- Born: 1956 Yozgat, Turkey
- Died: 14 August 2017 (aged 61) Raqqa, Syria
- Cause of death: Gunshot wounds
- Burial place: Al-Malikiyah (Derîk), Syria
- Other names: Fermun Çırak (birth name) Orhan Bakırcıyan (nom de guerre)
- Military career
- Allegiance: TKP/ML
- Branch: IFB; TİKKO;
- Service years: 1980s–2017
- Rank: TİKKO commander of operations in Rojava
- Conflicts: Maoist insurgency in Turkey; First Intifada; Lebanese Civil War; First Nagorno-Karabakh War; Kurdish–Turkish conflict; Syrian civil war Battle of Raqqa (2017) †; ;

= Nubar Ozanyan =

Turkish-Armenian far-left revolutionary

Nubar Ozanyan (Նուպար Օզանեան, born Fermun Çırak; 1956 – 14 August 2017) was a Turkish-born Armenian radical communist revolutionary, who served as a commander in the militant Communist Party of Turkey/Marxist–Leninist (TKP/ML).

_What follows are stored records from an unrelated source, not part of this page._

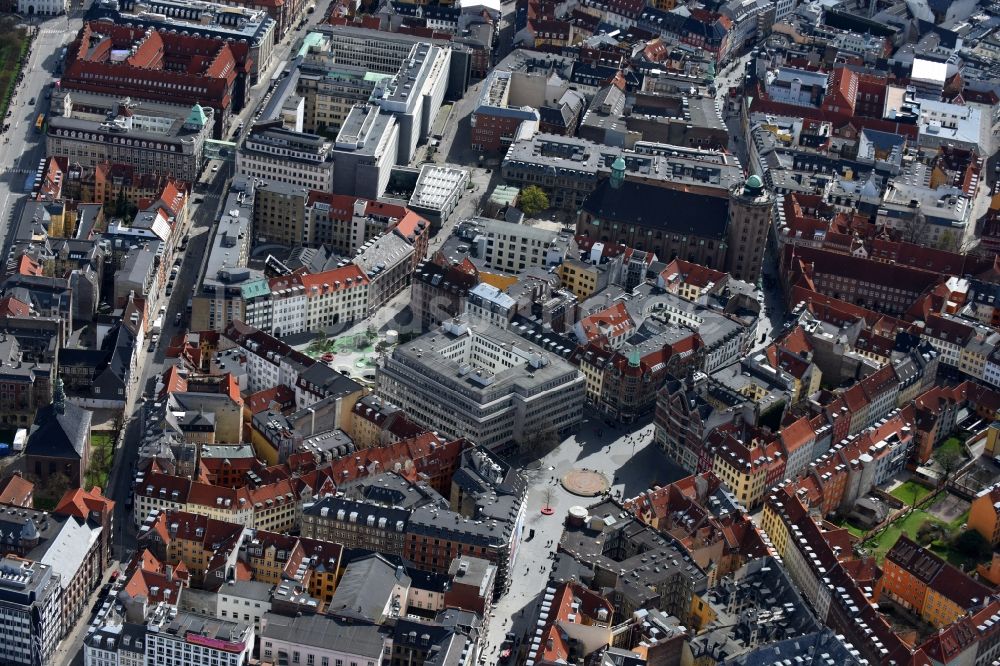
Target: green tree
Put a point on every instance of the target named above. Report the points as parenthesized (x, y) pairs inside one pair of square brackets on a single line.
[(949, 459), (973, 545), (533, 200)]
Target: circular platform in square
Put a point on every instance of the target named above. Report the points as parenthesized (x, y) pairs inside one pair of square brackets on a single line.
[(585, 483)]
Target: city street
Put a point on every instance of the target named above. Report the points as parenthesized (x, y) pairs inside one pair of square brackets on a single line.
[(638, 463), (23, 148)]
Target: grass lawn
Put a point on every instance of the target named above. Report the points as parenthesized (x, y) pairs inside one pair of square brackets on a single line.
[(907, 525), (102, 453), (12, 44), (953, 444), (853, 529)]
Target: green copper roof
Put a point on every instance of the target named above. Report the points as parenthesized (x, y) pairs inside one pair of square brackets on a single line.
[(197, 116), (255, 289)]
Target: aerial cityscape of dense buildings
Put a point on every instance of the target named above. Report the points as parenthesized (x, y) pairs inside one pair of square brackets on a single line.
[(500, 332)]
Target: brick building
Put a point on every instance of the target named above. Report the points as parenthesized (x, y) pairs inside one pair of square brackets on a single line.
[(160, 66)]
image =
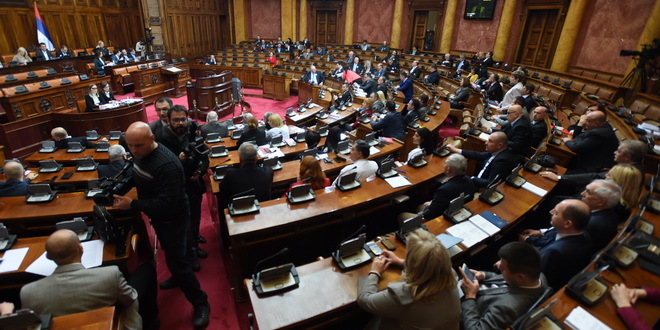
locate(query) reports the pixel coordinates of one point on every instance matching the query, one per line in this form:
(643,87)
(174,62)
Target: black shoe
(201,253)
(201,315)
(169,283)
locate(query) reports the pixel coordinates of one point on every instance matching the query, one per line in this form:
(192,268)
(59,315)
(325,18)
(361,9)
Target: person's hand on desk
(122,202)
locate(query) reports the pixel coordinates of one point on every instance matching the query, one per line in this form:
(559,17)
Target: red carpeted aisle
(175,311)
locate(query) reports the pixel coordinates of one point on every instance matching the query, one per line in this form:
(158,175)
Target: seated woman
(426,298)
(22,57)
(252,132)
(92,98)
(423,139)
(630,180)
(277,128)
(106,93)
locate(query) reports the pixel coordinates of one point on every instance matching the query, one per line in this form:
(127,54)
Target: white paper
(581,319)
(92,257)
(534,189)
(397,181)
(484,224)
(470,234)
(13,259)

Fighting in several conflicts for the group, he eventually died in combat against the Islamic State during the Battle of Raqqa.

== Biography ==
Ozanyan's birth name was Fermun Çırak. He later adopted a great number of pseudonyms, of which "Nubar Ozanyan" and "Orhan Bakırcıyan" were the best known.

He was born into a poor ethnic Armenian family in Yozgat, Central Anatolia, in 1956, with his mother dying when he was still young. After receiving primary education, he was introduced to radical leftist ideology and joined the TKP/ML. Following the 1980 Turkish coup d'état, Ozanyan went into exile in France, where he was one of Yılmaz Güney's bodyguards. In the late 1980s, Ozanyan joined TKP/ML's military wing, TİKKO. In 1988 he ventured to Palestine and fought with the Popular Front for the Liberation of Palestine against the Israel Defence Forces during the First Intifada. Ozanyan received military training from local militants in Lebanon's Beqaa Valley in 1990. Between 1991–92, he fought in the First Nagorno-Karabakh War against Azerbaijan. He returned to Turkey's Tunceli Province in 1992 and thereafter participated in the local Maoist insurgency. At this time, Ozanyan began to rise in the ranks of the TKP/ML, and became an important organizer, ideologist, recruiter, trainer and frontline commander for the party.

In 2013, he trained TİKKO fighters in Iraqi Kurdistan. In July 2015, he became one of the commanders of the newly founded International Freedom Battalion (IFB) in Syria, whose aim was to aid the YPG/YPJ against the Islamic State in the Rojava-Islamist conflict. As a member of the IFB, he trained "many Kurdish, Turkish, Armenian, Arab, Palestinian, Greek, Canadian, Sardinian, Belgian and French internationalist fighters." Meanwhile, he attempted to keep the TKP/ML intact and active in Turkey, where the party faced increasing problems as the Turkish Armed Forces intensified their counter-insurgency campaign after the start of the Kurdish–Turkish conflict's third phase. Ozanyan returned to Tunceli Province for some time in late 2016 or early 2017, but eventually resumed his participation in the IFB. By 2017, he was the leading TİKKO commander for operations in Syria.

Ozanyan took part in the Battle for Raqqa, IS's self-proclaimed capital, during which he was killed in combat on 14 August 2017. He was 61. A memorial was held for him by the IFB and YPG/YPJ in Raqqa, and he was buried with full military honors in al-Malikiyah (Derîk) on 28 August. Thousands attended his funeral. His death was lamented by the TKP/ML, the Istanbul-based Armenian Nor Zartonk movement, the THKP-C/MLSPB, the PFLP, the MLPD, and the IRPGF.

== Personal life ==
Ozanyan could read, write and speak Turkish, Armenian and Russian and translated several leftist works into Turkish, including 'Stepan Shahumyan, the Lenin of the Caucasus' and was translating the writings of İbrahim Kaypakkaya into Armenian before his death.

== Legacy ==
On 24 April 2019, a group of Syrian Armenians who were affiliated with TKP/ML and the SDF announced the formation of the Martyr Nubar Ozanyan Brigade.